Results in mjWd and mWd are not some crazy American units, but measurements of memory allocation in terms of words, i.e. 64 bits. mjWd/Run is millions of words allocated on the major heap per run, and mWd/Run is millions of words allocated per run. It's clear that the boxed version produces a lot of allocation, while the unboxed version does almost no allocation. The unboxed version also runs substantially faster. To understand how these results come about we need to understand unboxed values. Let's turn to that now.

Boxed and Unboxed Values

There are two main ways to represent a value in OCaml: a boxed value, which is a heap-allocated block represented by a pointer, and an unboxed value, which is represented directly without heap allocation.

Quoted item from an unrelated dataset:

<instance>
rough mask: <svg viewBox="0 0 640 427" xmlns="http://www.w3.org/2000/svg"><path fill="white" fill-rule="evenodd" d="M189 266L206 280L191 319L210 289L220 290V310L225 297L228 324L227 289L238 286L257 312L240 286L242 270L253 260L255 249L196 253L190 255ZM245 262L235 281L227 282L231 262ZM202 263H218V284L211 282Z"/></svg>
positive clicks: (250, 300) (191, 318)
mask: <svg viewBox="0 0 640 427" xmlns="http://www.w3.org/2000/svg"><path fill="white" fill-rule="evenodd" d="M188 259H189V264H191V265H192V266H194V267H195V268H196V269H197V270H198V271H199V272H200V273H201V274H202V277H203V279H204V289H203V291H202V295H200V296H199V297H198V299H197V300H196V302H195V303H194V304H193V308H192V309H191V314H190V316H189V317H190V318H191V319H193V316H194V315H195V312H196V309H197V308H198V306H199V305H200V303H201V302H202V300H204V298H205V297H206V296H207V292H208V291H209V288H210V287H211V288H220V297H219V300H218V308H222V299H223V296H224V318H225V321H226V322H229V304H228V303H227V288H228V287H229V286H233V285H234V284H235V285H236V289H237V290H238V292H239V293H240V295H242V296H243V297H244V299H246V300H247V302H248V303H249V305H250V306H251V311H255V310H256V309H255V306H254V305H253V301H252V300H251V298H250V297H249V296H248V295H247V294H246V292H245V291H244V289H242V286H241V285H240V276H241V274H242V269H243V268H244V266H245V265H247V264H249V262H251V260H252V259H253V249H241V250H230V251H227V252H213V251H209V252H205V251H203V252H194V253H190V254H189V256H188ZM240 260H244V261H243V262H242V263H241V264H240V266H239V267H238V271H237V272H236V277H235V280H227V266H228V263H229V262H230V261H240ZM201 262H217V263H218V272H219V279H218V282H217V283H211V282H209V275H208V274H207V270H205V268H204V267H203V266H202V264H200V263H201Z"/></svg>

Here's a simple example. The OCaml code

let f = 3.14

declares a normal (that is, boxed) float with the following representation:

f
│
▼
Heap
┌───────────────────────────────┐
│ header: size=1, tag=Double    │
├───────────────────────────────┤
│ 3.14 (IEEE 754 double)        │
└───────────────────────────────┘

f itself is a reference to a heap allocated block. That block consists of a header telling the garbage collector we allocated one block to hold a double precision float, and then the float itself.

In contrast, an unboxed float such as

let f = 3.14#

has the representation

f
┌───────────────────────────────┐
│ 3.14 (IEEE 754 double)        │
└───────────────────────────────┘

That is, f is represented directly as the floating point value, with no heap allocation and no pointer indirection.

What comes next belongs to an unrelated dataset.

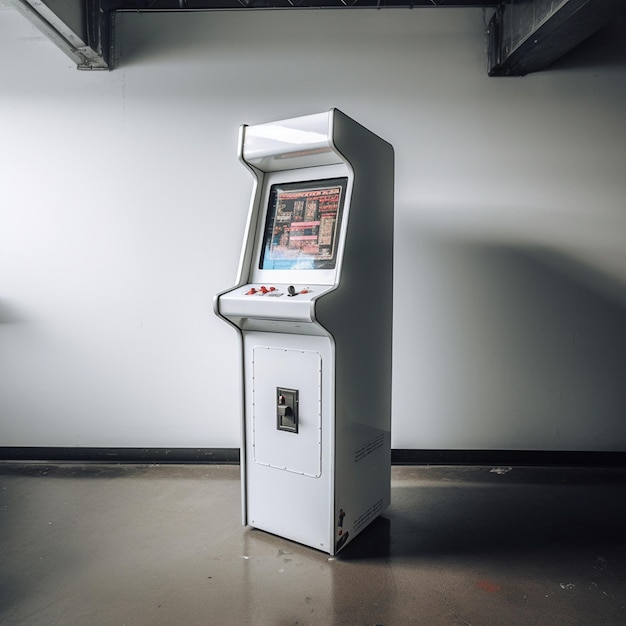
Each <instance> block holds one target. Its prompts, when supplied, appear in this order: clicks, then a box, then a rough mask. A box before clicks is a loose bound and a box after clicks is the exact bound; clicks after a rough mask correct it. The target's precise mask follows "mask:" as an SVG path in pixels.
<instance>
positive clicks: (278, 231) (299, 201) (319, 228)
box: [259, 178, 348, 270]
mask: <svg viewBox="0 0 626 626" xmlns="http://www.w3.org/2000/svg"><path fill="white" fill-rule="evenodd" d="M347 186H348V179H347V178H332V179H328V180H316V181H307V182H303V183H285V184H276V185H272V187H271V189H270V198H269V205H268V208H267V217H266V219H265V234H264V236H263V251H262V254H261V261H260V263H259V269H262V270H267V269H270V270H272V269H276V270H285V269H287V270H290V269H333V268H334V267H335V263H336V260H337V243H338V242H337V239H338V237H339V227H340V225H341V214H342V212H343V205H344V201H345V196H346V189H347Z"/></svg>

Using boxed values incurs several costs: allocating memory on the heap, the extra space required for the heap block (such as headers), an extra level of indirection when accessing the value, and the cost of garbage-collecting the allocated block. When we understand this, the performance difference between the boxed and unboxed code is obvious.

If unboxed values are so good, why don't we use them everywhere? There are several good reasons. We often write functions that are polymorphic, meaning they work uniformly over values of many different types. For example, the identity function

let identity a = a

works with values of any type. The compiler needs to transform this to actual machine code. This is simple when all values have a uniform representation, which is the case in OCaml where all values are represented by a single machine word. The compiler knows that all values can be represented as references, and all references have the same size (usually 64 bits.) Therefore it can compile identity to a single machine code function that will work with all values. However, this is no longer the case if we also allow unboxed values. Now identity might be called with values of different sizes and representations—some fitting into a single word and others requiring multiple words. We have to produce a different version of identity for each concrete representation it is called with. This approach is known as monomorphization, and while it makes code faster it both slows down compilation and prevents separate compilation. Unboxed values also increase the complexity of the runtime system; there are more kinds of values that the garbage collector must understand, which increases implementation complexity and maintenance cost. It also makes the language more complex. We must have ways to specify unboxed values and carefully define how unboxed and boxed values interact.

Conclusions

OxCaml still feels rough around the edges but there is lots of good stuff packed in there. I think it represents an exciting project bringing research developments into practical programming. I'll definitely be playing with it more, and encourage you to do the same. If you want to experiment with my code, you can fit it on Github.